Her senior year, especially the second semester, sounds like what your son is going through now. My sister was terrified to leave college yet at the same time, afraid to come. It was at this point she realized that she didn't want to be a Chemical Engineer but had no direction.

While she failed badminton as her PE credit, they signed off on her PE credit because she was on the ski patrol at the town ski area and she was allowed to graduate. Seriously, who fails badminton? She now says it was a subconscious attempt to not graduate because she had no focus, only fear of the unknown.

One of her professors saw what she was going through and handed her a brochure on the Peace Corps. She applied, interviewed, and spent the next 4 years in the Philippines in the PC helping villagers build fishponds and other structures. After her PC commitment, she stayed in the Philippines for two more years with her husband and a bit later, their daughter.

When her and her DH and DD moved from the Philippines, she had no desire to go into Engineering. Instead, she went back to school and got her teaching degree and became a math and science teacher. Later she became a principal.

My sister and I both talk about the depression we both felt in college but our mom didn't believe in depression or any other mental illness. My sister credits her professor for saving her life by handing her that brochure.

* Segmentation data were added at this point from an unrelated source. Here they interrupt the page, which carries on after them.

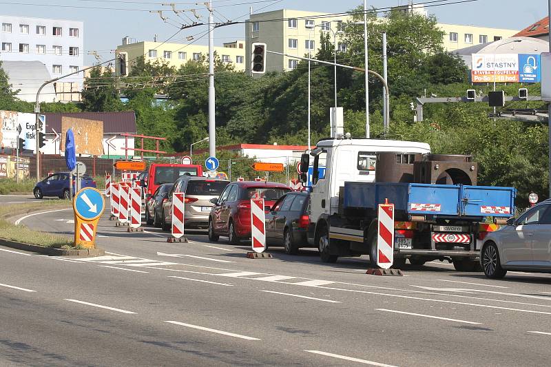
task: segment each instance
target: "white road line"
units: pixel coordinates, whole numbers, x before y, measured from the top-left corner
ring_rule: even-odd
[[[165,322],[174,324],[174,325],[180,325],[181,326],[196,328],[198,330],[202,330],[204,331],[210,331],[211,333],[216,333],[216,334],[221,334],[222,335],[227,335],[229,337],[238,337],[240,339],[245,339],[245,340],[261,340],[260,339],[256,337],[247,337],[247,335],[241,335],[240,334],[234,334],[233,333],[228,333],[227,331],[222,331],[221,330],[205,328],[204,326],[198,326],[197,325],[191,325],[191,324],[185,324],[184,322],[179,322],[178,321],[165,321]]]
[[[36,292],[36,291],[33,291],[32,289],[27,289],[26,288],[21,288],[20,286],[10,286],[9,284],[3,284],[2,283],[0,283],[0,286],[6,286],[7,288],[13,288],[14,289],[19,289],[19,291],[25,291],[25,292]]]
[[[17,253],[19,255],[25,255],[25,256],[32,256],[32,253],[23,253],[23,252],[19,252],[19,251],[13,251],[12,250],[6,250],[5,249],[0,249],[0,251],[10,252],[12,253]]]
[[[412,316],[420,316],[422,317],[428,317],[430,319],[438,319],[441,320],[453,321],[455,322],[461,322],[464,324],[472,324],[473,325],[481,325],[480,322],[474,322],[472,321],[459,320],[457,319],[449,319],[448,317],[440,317],[439,316],[432,316],[430,315],[423,315],[422,313],[413,313],[411,312],[397,311],[396,310],[388,310],[386,308],[375,308],[377,311],[392,312],[394,313],[402,313],[403,315],[410,315]]]
[[[293,293],[284,293],[282,292],[274,292],[273,291],[264,291],[260,290],[260,292],[266,292],[267,293],[274,293],[276,295],[290,295],[291,297],[298,297],[299,298],[306,298],[307,300],[315,300],[316,301],[323,301],[329,303],[340,303],[340,301],[333,301],[333,300],[324,300],[323,298],[316,298],[315,297],[308,297],[306,295],[295,295]]]
[[[216,246],[211,246],[209,244],[203,244],[205,247],[210,247],[211,249],[217,249],[218,250],[224,250],[225,251],[233,251],[231,249],[224,249],[222,247],[216,247]]]
[[[142,271],[141,270],[134,270],[134,269],[129,269],[126,268],[118,268],[117,266],[110,266],[109,265],[100,265],[101,268],[110,268],[110,269],[118,269],[119,270],[125,270],[127,271],[134,271],[134,273],[145,273],[149,274],[149,271]]]
[[[543,335],[551,335],[551,333],[543,333],[543,331],[527,331],[526,333],[532,333],[534,334],[542,334]]]
[[[193,280],[194,282],[200,282],[202,283],[209,283],[210,284],[218,284],[219,286],[233,286],[233,284],[228,284],[227,283],[217,283],[216,282],[209,282],[208,280],[200,280],[199,279],[193,279],[191,277],[176,277],[174,275],[169,275],[168,277],[175,277],[178,279],[183,279],[185,280]]]
[[[17,225],[19,224],[19,223],[21,223],[21,220],[24,220],[27,219],[28,218],[32,217],[34,216],[40,216],[41,214],[46,214],[48,213],[54,213],[54,212],[56,212],[56,211],[63,211],[64,210],[73,210],[73,209],[72,208],[69,208],[69,209],[66,209],[48,210],[48,211],[41,211],[39,213],[33,213],[32,214],[28,214],[28,215],[25,216],[24,217],[21,217],[19,219],[18,219],[17,220],[16,220],[14,224],[15,224],[16,226],[17,226]]]
[[[321,350],[304,350],[309,353],[319,354],[326,357],[333,357],[333,358],[338,358],[340,359],[344,359],[346,361],[351,361],[353,362],[362,363],[364,364],[370,364],[371,366],[378,366],[379,367],[396,367],[391,364],[385,364],[384,363],[374,362],[373,361],[368,361],[366,359],[360,359],[360,358],[354,358],[353,357],[347,357],[346,355],[341,355],[333,353],[328,353],[327,352],[322,352]]]
[[[509,288],[508,286],[495,286],[491,284],[482,284],[481,283],[470,283],[469,282],[459,282],[459,280],[448,280],[446,279],[437,279],[437,280],[439,280],[440,282],[450,282],[450,283],[462,283],[464,284],[471,284],[473,286],[491,286],[493,288]]]
[[[121,308],[115,308],[114,307],[110,307],[108,306],[102,306],[101,304],[97,304],[95,303],[85,302],[84,301],[79,301],[79,300],[71,300],[65,298],[65,300],[69,301],[70,302],[80,303],[82,304],[86,304],[87,306],[92,306],[94,307],[98,307],[100,308],[105,308],[106,310],[111,310],[112,311],[116,311],[122,313],[136,313],[135,312],[127,311],[126,310],[121,310]]]

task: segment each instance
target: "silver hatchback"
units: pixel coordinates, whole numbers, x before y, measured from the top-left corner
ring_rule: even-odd
[[[508,270],[551,273],[551,200],[534,206],[484,239],[484,273],[503,277]]]

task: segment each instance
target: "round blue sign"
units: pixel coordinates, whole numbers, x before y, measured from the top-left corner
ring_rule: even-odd
[[[73,207],[76,215],[85,220],[94,220],[103,212],[103,196],[96,189],[85,187],[76,193]]]

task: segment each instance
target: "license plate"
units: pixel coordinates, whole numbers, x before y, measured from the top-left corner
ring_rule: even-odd
[[[394,245],[397,249],[411,249],[411,238],[395,238]]]

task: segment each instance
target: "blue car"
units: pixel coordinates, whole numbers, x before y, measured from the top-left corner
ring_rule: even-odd
[[[76,192],[75,180],[73,176],[73,193]],[[90,176],[83,175],[81,179],[81,188],[96,187],[96,181]],[[50,175],[37,183],[32,193],[37,199],[44,196],[57,196],[61,199],[69,198],[69,172],[58,172]]]

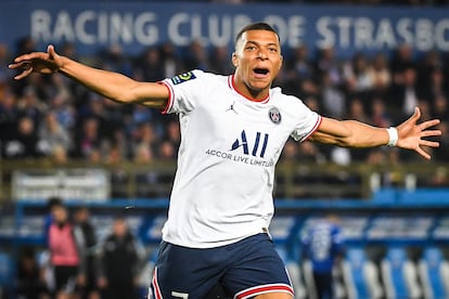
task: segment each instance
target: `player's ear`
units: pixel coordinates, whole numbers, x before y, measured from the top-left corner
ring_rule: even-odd
[[[238,67],[239,66],[239,56],[238,56],[238,54],[235,52],[232,53],[232,65],[234,67]]]
[[[284,56],[281,55],[281,61],[279,63],[278,69],[281,69],[283,62],[284,62]]]

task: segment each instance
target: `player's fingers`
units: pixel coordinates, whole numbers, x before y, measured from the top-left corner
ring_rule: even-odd
[[[411,120],[413,121],[418,121],[418,119],[420,119],[421,117],[421,110],[419,107],[414,107],[414,113],[413,115],[410,117]]]
[[[425,130],[422,131],[421,136],[439,136],[441,135],[441,130]]]
[[[54,50],[53,44],[49,44],[49,47],[47,47],[47,53],[49,53],[50,58],[54,60],[54,56],[56,55],[56,51]]]
[[[425,146],[429,146],[429,147],[439,147],[439,142],[438,141],[422,140],[420,142],[420,145],[425,145]]]
[[[20,67],[22,67],[22,65],[23,65],[24,63],[12,63],[12,64],[10,64],[10,65],[8,65],[8,68],[11,68],[11,69],[15,69],[15,68],[20,68]]]
[[[14,79],[15,80],[21,80],[21,79],[25,78],[26,76],[28,76],[29,74],[31,74],[31,72],[33,72],[33,68],[31,67],[28,68],[28,69],[25,69],[24,72],[22,72],[17,76],[15,76]]]
[[[423,156],[423,157],[424,157],[424,158],[426,158],[427,160],[429,160],[429,159],[431,159],[431,155],[428,155],[426,152],[424,152],[424,151],[423,151],[423,148],[418,147],[415,151],[416,151],[416,153],[418,153],[418,154],[420,154],[421,156]]]
[[[425,130],[427,128],[437,126],[439,122],[441,122],[439,119],[426,120],[426,121],[420,123],[420,128],[422,130]]]

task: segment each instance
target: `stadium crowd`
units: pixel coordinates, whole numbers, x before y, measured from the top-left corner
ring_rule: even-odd
[[[87,159],[94,162],[149,162],[176,158],[180,142],[178,119],[139,105],[117,105],[88,92],[63,76],[33,75],[14,81],[11,57],[35,50],[30,38],[17,49],[0,46],[0,142],[7,159],[48,157],[57,162]],[[94,56],[78,56],[73,44],[56,50],[90,65],[123,73],[138,80],[157,81],[200,68],[232,74],[228,48],[206,49],[193,41],[188,49],[169,42],[140,55],[125,54],[118,46]],[[182,54],[181,54],[182,53]],[[441,146],[433,159],[449,161],[449,64],[444,53],[416,54],[403,44],[393,53],[357,53],[349,58],[333,49],[307,46],[284,50],[284,66],[275,81],[286,93],[299,96],[312,109],[335,118],[352,118],[374,126],[400,123],[419,106],[422,120],[441,119]],[[290,141],[282,159],[349,164],[413,161],[412,152],[395,148],[346,150]]]

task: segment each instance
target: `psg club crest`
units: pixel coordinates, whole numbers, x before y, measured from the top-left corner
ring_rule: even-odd
[[[270,117],[271,121],[274,122],[275,125],[280,123],[282,120],[281,113],[279,112],[277,107],[272,107],[268,112],[268,116]]]

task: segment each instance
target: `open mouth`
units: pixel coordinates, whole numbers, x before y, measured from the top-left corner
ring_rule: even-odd
[[[265,77],[269,73],[268,68],[261,68],[261,67],[256,67],[253,72],[254,74],[256,74],[257,77]]]

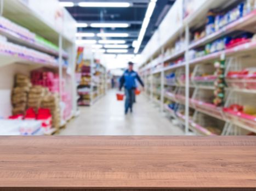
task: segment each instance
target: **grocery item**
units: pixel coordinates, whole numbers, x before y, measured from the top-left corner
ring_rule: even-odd
[[[246,105],[243,107],[243,112],[246,114],[256,115],[256,106],[253,105]]]
[[[214,67],[216,69],[215,76],[217,79],[214,82],[214,99],[213,100],[214,104],[217,106],[223,105],[225,98],[225,87],[226,83],[225,82],[225,61],[223,60],[220,62],[216,62],[214,63]]]
[[[49,93],[42,100],[41,107],[50,110],[52,117],[53,127],[59,128],[61,124],[60,108],[57,93]]]
[[[24,115],[27,108],[27,96],[31,86],[29,76],[18,74],[14,79],[14,87],[12,93],[13,115]]]
[[[33,108],[37,112],[41,106],[43,97],[48,93],[48,90],[41,86],[34,86],[30,90],[28,96],[27,106]]]

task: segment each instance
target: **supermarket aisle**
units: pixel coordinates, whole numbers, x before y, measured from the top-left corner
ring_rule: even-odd
[[[137,97],[132,114],[124,114],[123,102],[116,100],[115,92],[91,107],[81,108],[78,117],[61,130],[60,135],[180,135],[183,132],[172,125],[158,109],[143,95]]]

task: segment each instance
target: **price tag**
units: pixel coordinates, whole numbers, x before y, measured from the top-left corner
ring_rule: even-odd
[[[224,61],[225,59],[225,52],[223,52],[220,55],[220,60],[221,61]]]
[[[244,45],[244,48],[245,48],[245,49],[248,49],[249,47],[250,47],[250,45],[249,45],[249,43],[246,43],[246,44]]]

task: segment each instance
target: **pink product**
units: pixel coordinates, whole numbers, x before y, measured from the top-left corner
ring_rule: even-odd
[[[256,74],[234,75],[226,77],[229,87],[237,88],[256,89]]]
[[[208,130],[207,129],[206,129],[204,127],[201,126],[200,125],[199,125],[198,124],[194,123],[192,123],[192,126],[195,128],[195,129],[198,130],[199,132],[201,132],[205,134],[206,135],[209,135],[209,136],[216,135],[214,133],[212,133],[212,132]]]
[[[29,40],[32,41],[35,40],[36,35],[35,33],[3,17],[0,17],[0,27]]]
[[[54,57],[7,41],[0,41],[0,52],[12,56],[18,56],[22,59],[32,62],[57,64],[57,61]]]
[[[62,100],[65,103],[65,107],[64,111],[64,118],[65,120],[68,120],[70,117],[72,111],[72,99],[71,95],[67,92],[64,92],[62,94]]]
[[[217,107],[215,105],[195,99],[191,99],[195,107],[201,111],[204,111],[207,113],[211,114],[212,116],[219,118],[223,118],[223,112],[221,108]]]
[[[226,117],[234,124],[256,129],[255,116],[234,111],[229,108],[224,108],[223,110]]]
[[[50,71],[33,71],[31,73],[31,82],[34,85],[47,87],[53,93],[60,92],[59,75]],[[65,89],[64,80],[61,82],[61,89]]]
[[[176,94],[175,95],[175,98],[178,101],[181,103],[185,103],[185,98],[184,96],[180,95],[180,94]]]
[[[217,79],[217,76],[214,76],[214,75],[211,75],[211,76],[195,76],[194,77],[194,80],[195,81],[209,81],[212,82],[213,81],[215,81]]]
[[[179,117],[179,118],[181,118],[181,120],[185,120],[185,116],[184,116],[184,115],[182,115],[181,114],[180,114],[180,113],[179,112],[177,112],[176,113],[176,115],[177,115],[177,116],[178,116],[178,117]]]

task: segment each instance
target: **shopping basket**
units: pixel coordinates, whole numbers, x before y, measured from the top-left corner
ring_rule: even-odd
[[[122,101],[123,100],[123,98],[124,97],[124,94],[122,93],[117,93],[116,94],[116,99],[118,101]]]
[[[140,91],[139,89],[136,89],[135,90],[135,94],[136,96],[139,95],[140,94]]]

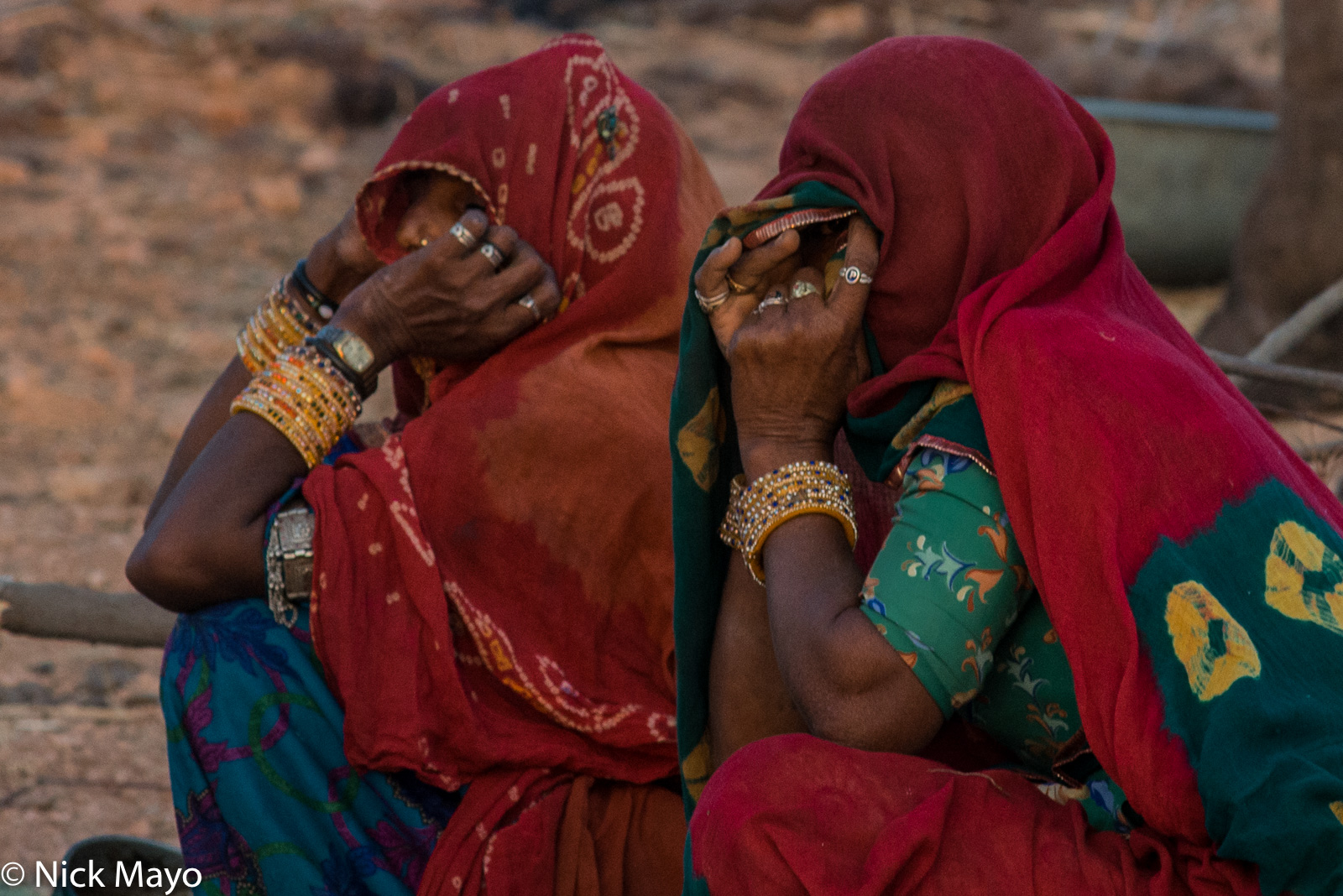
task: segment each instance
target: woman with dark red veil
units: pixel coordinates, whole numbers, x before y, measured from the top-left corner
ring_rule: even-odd
[[[560,38],[426,99],[248,322],[128,566],[184,613],[199,892],[680,889],[661,433],[720,204]],[[388,363],[400,418],[360,441]]]
[[[688,892],[1343,892],[1343,507],[1124,254],[1101,127],[882,42],[710,225]]]

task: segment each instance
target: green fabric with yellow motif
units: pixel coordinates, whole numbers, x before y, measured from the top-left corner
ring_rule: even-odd
[[[964,714],[1029,771],[1050,778],[1080,730],[1073,675],[1013,535],[974,396],[920,389],[900,428],[905,471],[890,534],[868,573],[862,612],[945,718]],[[970,443],[970,444],[966,444]],[[1125,830],[1124,794],[1104,771],[1042,789],[1076,801],[1095,828]]]

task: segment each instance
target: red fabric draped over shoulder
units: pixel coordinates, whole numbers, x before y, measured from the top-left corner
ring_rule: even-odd
[[[674,889],[680,801],[637,785],[676,773],[663,431],[685,283],[721,199],[672,115],[586,36],[415,110],[359,199],[384,260],[403,254],[399,177],[423,168],[471,182],[567,304],[438,373],[383,448],[308,479],[313,634],[346,755],[470,785],[423,893],[619,891],[627,848],[670,862],[650,892]],[[398,385],[420,410],[423,385]],[[509,858],[492,869],[492,853]]]
[[[1006,773],[986,786],[921,759],[802,739],[743,750],[709,781],[692,840],[716,892],[732,892],[732,869],[756,860],[780,883],[753,892],[804,892],[839,875],[845,860],[831,846],[849,841],[861,844],[854,873],[827,892],[1258,891],[1253,865],[1215,856],[1201,797],[1242,769],[1209,761],[1195,775],[1128,589],[1159,545],[1187,543],[1265,482],[1334,531],[1343,512],[1124,254],[1113,178],[1100,125],[1025,60],[983,42],[909,38],[876,44],[811,89],[761,197],[822,181],[882,233],[866,315],[888,373],[850,396],[853,414],[893,406],[920,380],[974,388],[1082,728],[1147,821],[1129,858],[1117,836],[1053,818],[1066,810],[1017,794]],[[760,771],[782,769],[788,751],[807,757],[806,773]],[[858,783],[819,781],[814,770],[827,767]],[[870,799],[882,786],[889,799]],[[837,793],[853,801],[830,799]],[[795,824],[810,825],[823,854],[792,837]],[[1052,880],[1052,849],[1076,873]],[[1140,853],[1143,873],[1131,861]],[[892,885],[884,872],[900,869]],[[988,877],[971,885],[956,869]]]

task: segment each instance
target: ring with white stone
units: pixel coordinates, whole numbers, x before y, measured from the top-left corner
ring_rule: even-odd
[[[479,252],[481,255],[483,255],[490,260],[490,264],[494,266],[496,271],[504,267],[504,262],[508,260],[504,258],[504,252],[500,249],[500,247],[494,245],[493,243],[482,244]]]
[[[849,283],[849,284],[854,284],[854,283],[868,284],[868,283],[872,283],[872,278],[868,276],[866,274],[864,274],[862,271],[860,271],[853,264],[850,264],[849,267],[839,268],[839,279],[843,280],[845,283]]]
[[[729,295],[732,295],[732,290],[724,290],[717,295],[705,295],[704,292],[700,292],[700,290],[696,290],[694,300],[700,303],[701,311],[705,314],[713,314],[723,306],[724,302],[728,300]]]
[[[517,300],[517,303],[521,304],[528,311],[530,311],[532,317],[536,318],[537,323],[541,322],[541,310],[536,307],[536,299],[533,299],[529,295],[524,295],[521,299]]]
[[[469,249],[475,248],[477,243],[475,235],[471,233],[469,229],[466,229],[466,225],[462,224],[461,221],[447,228],[447,232],[451,233],[453,237],[466,248]]]
[[[815,295],[819,291],[821,290],[818,290],[817,284],[813,283],[811,280],[798,280],[796,283],[792,284],[792,298],[795,299],[800,299],[807,295]]]

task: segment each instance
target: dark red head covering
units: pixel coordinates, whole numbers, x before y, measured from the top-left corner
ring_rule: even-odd
[[[420,105],[359,197],[383,259],[403,254],[399,177],[416,168],[471,182],[569,306],[439,373],[381,449],[313,471],[313,633],[351,762],[470,783],[422,892],[475,892],[486,872],[492,893],[549,891],[575,856],[624,854],[602,837],[680,817],[661,787],[580,782],[571,799],[571,785],[676,771],[662,432],[685,282],[721,199],[670,114],[586,36]],[[587,852],[556,857],[561,820]],[[674,877],[680,841],[658,833]],[[508,858],[490,866],[492,850]]]
[[[720,892],[1339,892],[1343,507],[1124,254],[1101,127],[1006,50],[893,39],[813,87],[764,196],[810,180],[884,236],[866,314],[890,370],[850,429],[889,461],[902,421],[877,412],[971,385],[1086,742],[1147,824],[1121,840],[1006,770],[779,739],[709,779],[693,868]],[[682,417],[712,373],[689,349]],[[681,587],[712,496],[677,475]],[[702,644],[678,641],[682,675]]]
[[[935,337],[962,299],[1034,255],[1096,194],[1101,145],[1100,125],[1015,54],[907,38],[811,87],[760,197],[814,180],[855,200],[882,235],[868,322],[886,368],[932,345],[925,376],[964,378],[955,339]],[[853,410],[881,409],[909,378],[868,382]]]

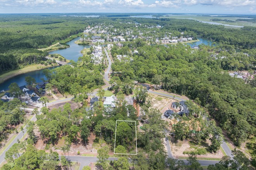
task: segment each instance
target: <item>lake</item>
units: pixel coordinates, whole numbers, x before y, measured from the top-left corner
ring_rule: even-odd
[[[201,37],[196,37],[197,38],[199,41],[196,41],[194,42],[188,43],[187,43],[188,45],[189,45],[190,47],[192,47],[195,46],[198,46],[201,44],[204,44],[208,46],[211,46],[211,44],[213,42],[212,40],[211,40],[206,38],[202,38]]]
[[[8,87],[12,83],[16,83],[18,84],[19,86],[21,86],[26,85],[26,82],[25,81],[25,77],[27,76],[30,76],[33,77],[37,82],[39,82],[42,81],[41,78],[43,78],[45,80],[47,80],[46,77],[43,75],[43,71],[44,69],[52,70],[54,68],[59,67],[59,66],[55,66],[48,68],[44,68],[39,70],[33,71],[29,72],[19,75],[17,75],[15,77],[12,77],[5,82],[0,83],[0,91],[3,90],[7,90],[8,89]]]
[[[200,22],[202,22],[203,23],[207,23],[207,24],[214,24],[214,25],[223,25],[224,26],[227,26],[228,27],[237,27],[238,28],[242,28],[244,27],[243,26],[234,26],[233,25],[229,25],[229,24],[221,24],[221,23],[219,23],[218,22],[209,22],[208,21],[201,21],[201,20],[199,20]]]
[[[69,60],[73,60],[75,61],[77,61],[78,58],[83,56],[80,51],[85,48],[90,48],[90,47],[88,45],[78,45],[74,43],[75,41],[79,40],[80,38],[80,37],[78,37],[67,42],[67,44],[69,44],[70,47],[65,49],[50,51],[49,54],[59,54],[66,59]]]
[[[201,37],[197,37],[197,38],[199,40],[199,41],[192,43],[188,43],[187,44],[192,47],[193,46],[197,46],[201,44],[211,46],[213,42],[213,41],[211,40],[202,38]],[[83,54],[80,53],[80,51],[85,48],[89,48],[90,47],[90,45],[78,45],[75,44],[74,42],[79,40],[80,38],[80,37],[78,37],[67,42],[67,44],[69,45],[70,46],[70,47],[65,49],[61,49],[50,51],[49,52],[49,54],[59,54],[67,59],[69,60],[73,60],[75,61],[77,61],[80,57],[83,56]],[[105,46],[106,45],[102,45],[102,46]],[[58,66],[50,67],[45,68],[45,69],[51,70]],[[0,83],[0,91],[2,90],[7,90],[8,89],[8,87],[12,83],[16,82],[19,86],[25,85],[26,83],[25,81],[25,77],[28,76],[30,76],[35,78],[37,82],[41,82],[41,79],[42,78],[46,80],[46,78],[43,73],[43,69],[34,71],[18,75],[15,77],[10,78],[4,82]]]

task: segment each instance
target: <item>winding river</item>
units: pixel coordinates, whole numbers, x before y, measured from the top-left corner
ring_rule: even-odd
[[[211,41],[202,38],[201,37],[197,37],[197,38],[199,40],[199,41],[188,43],[188,44],[191,47],[197,46],[201,44],[204,44],[206,45],[210,46],[213,42]],[[85,48],[89,48],[90,47],[90,45],[78,45],[75,44],[74,42],[79,39],[80,39],[80,37],[78,37],[67,42],[67,44],[70,46],[69,48],[50,51],[49,52],[49,54],[59,54],[67,59],[73,60],[75,61],[77,61],[78,58],[83,56],[80,51]],[[102,46],[104,46],[105,45]],[[59,66],[50,67],[45,69],[52,70],[58,66]],[[46,78],[43,75],[43,69],[33,71],[12,77],[5,82],[0,83],[0,91],[2,90],[7,90],[10,83],[14,82],[16,82],[19,86],[25,85],[26,83],[25,81],[25,77],[28,76],[35,78],[37,82],[41,82],[42,79],[46,80]]]

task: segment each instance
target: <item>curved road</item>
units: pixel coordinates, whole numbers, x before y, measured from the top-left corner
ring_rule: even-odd
[[[109,53],[107,51],[107,49],[105,48],[104,49],[105,52],[106,53],[106,55],[107,56],[107,59],[109,61],[109,65],[107,66],[107,70],[105,72],[105,75],[104,75],[104,78],[107,80],[107,82],[109,81],[109,73],[110,73],[110,69],[111,69],[111,65],[112,64],[112,63],[111,61],[111,59],[109,57]]]
[[[111,68],[111,65],[112,64],[111,60],[109,58],[108,53],[106,49],[104,49],[106,53],[106,55],[107,56],[107,58],[109,61],[109,65],[107,67],[107,68],[105,72],[104,75],[104,78],[107,82],[109,81],[109,78],[108,77],[108,74],[110,72],[110,69]],[[152,94],[159,95],[159,96],[164,96],[167,97],[169,97],[170,98],[173,98],[174,96],[171,95],[167,93],[163,93],[163,92],[159,92],[156,91],[148,91],[148,92]],[[93,94],[95,94],[97,93],[97,91],[95,91]],[[62,103],[63,102],[66,102],[69,101],[71,100],[73,97],[69,97],[68,98],[64,99],[62,100],[59,100],[55,101],[52,102],[50,103],[47,104],[47,105],[53,105],[56,104],[57,103]],[[174,99],[176,100],[177,100],[179,101],[181,100],[185,100],[179,98],[178,97],[175,97]],[[41,112],[40,113],[41,114]],[[34,116],[31,119],[31,121],[35,121],[36,120],[36,118],[35,115],[34,115]],[[27,131],[27,129],[26,128],[26,126],[25,126],[24,128],[24,133],[26,133]],[[166,134],[167,132],[166,132]],[[3,153],[0,155],[0,164],[3,163],[3,162],[5,160],[5,153],[6,152],[6,151],[8,150],[14,144],[17,143],[17,139],[19,139],[21,140],[23,138],[23,134],[22,132],[21,132],[19,133],[17,136],[14,139],[11,143],[8,146],[8,147],[5,149],[5,150],[3,151]],[[172,154],[171,153],[171,147],[170,147],[170,145],[168,144],[169,144],[169,140],[168,137],[166,138],[165,139],[165,143],[167,148],[167,153],[168,153],[168,156],[169,158],[175,159],[173,156],[172,156]],[[232,155],[231,155],[231,151],[229,149],[229,148],[228,146],[225,143],[225,141],[223,141],[222,144],[221,144],[221,147],[224,150],[224,151],[227,154],[228,156],[232,157]],[[68,156],[66,156],[66,157],[68,158]],[[70,156],[69,158],[70,160],[71,161],[76,162],[78,161],[80,163],[81,166],[80,168],[80,170],[82,170],[83,167],[84,166],[88,165],[91,162],[96,162],[98,159],[96,157],[93,156]],[[110,160],[114,160],[116,159],[116,158],[110,158],[109,159]],[[185,162],[185,163],[187,165],[188,162],[186,160],[182,160]],[[198,162],[201,164],[201,165],[203,166],[208,166],[211,164],[214,164],[218,162],[218,161],[210,161],[210,160],[199,160]]]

While the Peace Corps may and probably not what your son wants, there maybe something else not related to engineering that help him figure out what he wants to do.

Can he use any of his classes to help him get an emergency teaching license in math or science? Someone mentioned Teach for America. My friend's son did TfA and loved it.

As other have said, look at government positions.

Public school districts also need computer engineers. While the pay may be lower than public sector, there are many benefits to working for a school district.

The unknown is terrifying, even for those of us who are way older than a college senior (retiring was terrifying for me because of the unknown). Encouraging him, like we can see that you are, will help him with the baby steps. Looking beyond the typical Computer Engineering position may be what he needs to get started. He just needs a door to open to those out of the box ideas.